Deeper Dive: Security Flaws and Implications
This wasn’t a one-off. NowSecure’s February 6 report on DeepSeek’s iOS app found it sending unencrypted registration data—ripe for interception. Feroot Security later flagged code in the login system hinting at data routing to a sanctioned Chinese telecom. X posts speculate hidden backdoors for government access, though that’s unconfirmed. Point is, the breach was just the tip of the iceberg—DeepSeek’s security culture looks shaky.
Technical Breakdown:
ClickHouse is great for analytics but not built for public exposure. No auth? That’s on DeepSeek’s ops team.
Open ports on subdomains scream misconfiguration. Basic hardening could’ve stopped this cold.

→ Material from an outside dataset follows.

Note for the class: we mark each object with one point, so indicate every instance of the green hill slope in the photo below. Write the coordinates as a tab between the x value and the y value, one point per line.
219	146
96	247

Full database control means privilege escalation was a real threat—analytics suggest a skilled attacker could’ve owned their systems in hours.
Broader Risks:
Espionage: China’s got a playbook for data harvesting—think TikTok fears times twenty, as one analyst put it.
Supply Chain: Companies using DeepSeek’s AI in their stack now face downstream risks.
User Trust: Millions dumped sensitive queries into this thing—medical, financial, personal. All potentially compromised.
While DeepSeek’s open-source angle means techies can self-host and dodge some risks, but the app’s toast for most. Regulatory hammers are dropping—GDPR and CCPA could mean hefty fines if EU or U.S. data was in that leak. The AI race just got messier, with U.S. firms like OpenAI probing if DeepSeek distilled their models (another can of worms).
So, yeah, DeepSeek took a deep dive into user data— drowned in the process, and Got Banned But the Damage is Done.